Why is Misfuelling more common in the UK than in the USA?

The basic reason is that there are more diesel vehicles on UK roads than on US roads, which is crazy to think considering that the UK only has 15% of the total number of vehicles of the US.

This all came about because in 2001 the then Chancellor – Gordon Brown – introduced a new system of car tax aimed at protecting the environment. The measure looked to reduce the emissions of CO2 (higher in petrol vehicles) but did not take into consideration that diesel vehicles emit other pollutants which can be hazardous to health.

The resulting financial incentive for diesel cars helped to prompt a “dash for diesel” after it came into effect. This particularly happened within company car fleets which were responsible for a substantial proportion of new car purchases.

There are now 12 million diesel cars on Britain’s roads, whereas back in 2000 there were only three million. And in recent years diesels have accounted for around half the new car market, whereas in 2000 only one in seven new cars was a diesel model.
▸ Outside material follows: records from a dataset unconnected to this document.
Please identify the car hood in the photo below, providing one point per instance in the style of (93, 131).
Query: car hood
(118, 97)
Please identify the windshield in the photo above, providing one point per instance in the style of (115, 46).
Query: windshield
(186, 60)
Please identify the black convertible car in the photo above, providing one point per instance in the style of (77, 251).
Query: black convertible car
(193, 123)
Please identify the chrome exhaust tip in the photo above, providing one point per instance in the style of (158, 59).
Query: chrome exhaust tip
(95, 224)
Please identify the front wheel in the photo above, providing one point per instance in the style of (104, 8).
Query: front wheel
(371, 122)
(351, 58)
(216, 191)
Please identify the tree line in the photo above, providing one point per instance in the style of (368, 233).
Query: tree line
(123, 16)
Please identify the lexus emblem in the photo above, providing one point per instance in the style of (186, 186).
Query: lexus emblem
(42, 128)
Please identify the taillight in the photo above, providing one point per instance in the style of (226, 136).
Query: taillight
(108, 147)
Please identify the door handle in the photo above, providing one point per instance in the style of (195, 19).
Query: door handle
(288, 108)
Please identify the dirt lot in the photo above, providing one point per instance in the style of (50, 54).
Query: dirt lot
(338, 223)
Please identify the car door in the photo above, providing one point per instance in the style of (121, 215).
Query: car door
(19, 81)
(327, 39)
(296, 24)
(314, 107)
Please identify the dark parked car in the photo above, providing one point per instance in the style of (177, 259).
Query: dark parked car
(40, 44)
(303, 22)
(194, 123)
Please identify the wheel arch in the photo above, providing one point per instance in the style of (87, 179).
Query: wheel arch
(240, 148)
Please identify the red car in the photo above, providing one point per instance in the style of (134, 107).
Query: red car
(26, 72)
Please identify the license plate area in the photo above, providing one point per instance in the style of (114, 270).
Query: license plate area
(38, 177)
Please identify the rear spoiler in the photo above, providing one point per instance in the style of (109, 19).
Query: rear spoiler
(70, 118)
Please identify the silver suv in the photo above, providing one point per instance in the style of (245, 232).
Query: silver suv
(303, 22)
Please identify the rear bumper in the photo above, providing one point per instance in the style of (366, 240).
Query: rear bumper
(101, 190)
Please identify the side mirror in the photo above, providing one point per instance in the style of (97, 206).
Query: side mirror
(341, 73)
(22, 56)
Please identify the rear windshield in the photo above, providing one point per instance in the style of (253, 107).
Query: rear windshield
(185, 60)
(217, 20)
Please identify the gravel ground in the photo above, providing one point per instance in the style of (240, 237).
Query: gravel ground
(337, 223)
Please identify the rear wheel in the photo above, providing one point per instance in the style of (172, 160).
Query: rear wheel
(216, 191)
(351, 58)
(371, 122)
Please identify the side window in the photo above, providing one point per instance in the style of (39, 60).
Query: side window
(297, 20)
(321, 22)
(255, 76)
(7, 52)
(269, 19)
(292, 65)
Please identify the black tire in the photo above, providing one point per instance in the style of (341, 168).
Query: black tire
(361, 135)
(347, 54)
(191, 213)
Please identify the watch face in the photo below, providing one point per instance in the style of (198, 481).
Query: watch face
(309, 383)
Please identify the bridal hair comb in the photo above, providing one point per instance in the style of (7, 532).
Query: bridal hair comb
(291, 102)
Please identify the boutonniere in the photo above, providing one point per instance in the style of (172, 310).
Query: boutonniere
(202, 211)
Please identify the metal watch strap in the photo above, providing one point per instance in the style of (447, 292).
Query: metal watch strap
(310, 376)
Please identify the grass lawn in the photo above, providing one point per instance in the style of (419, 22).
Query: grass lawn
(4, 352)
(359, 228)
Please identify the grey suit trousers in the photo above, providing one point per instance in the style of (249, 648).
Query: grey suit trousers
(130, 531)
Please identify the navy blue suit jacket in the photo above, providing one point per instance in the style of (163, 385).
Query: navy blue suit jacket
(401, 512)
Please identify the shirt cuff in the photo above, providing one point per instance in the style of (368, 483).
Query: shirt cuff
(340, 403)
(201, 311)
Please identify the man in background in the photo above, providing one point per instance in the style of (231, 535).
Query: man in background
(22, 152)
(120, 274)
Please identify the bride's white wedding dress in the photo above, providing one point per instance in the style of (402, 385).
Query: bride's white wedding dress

Looking over the Atlantic we see in a 2014 survey that there were about 8.5 million diesel vehicles on US roads – a mere 4% of total vehicles. And only 1% of all vehicles on US roads are diesel cars (the rest of the diesel vehicles are medium and heavy goods vehicles).

With this data in mind we can see that almost every 2nd or 3rd car in the UK is diesel, whereas that figure is 1 in 20 in the US.

This means that there are more diesel drivers in the UK, and therefore more opportunities for misfuelling to occur. So we can see how it is possible for there to be between 130,000 and 150,000 misfuels every year in the UK alone.

Using these figures we can see that about 1 in 300 cars in the UK is misfuelled every year. However, looking at the total number of vehicles, in the US we see that this figure more like 1 in 3000 (about 90,000 misfuels a year). Misfuelling still occurs in the States but, as it is at such a low percentage of all cars, it seems almost negligible.

And the moral of the story is: misfuelling occurs everywhere. Be alert for it!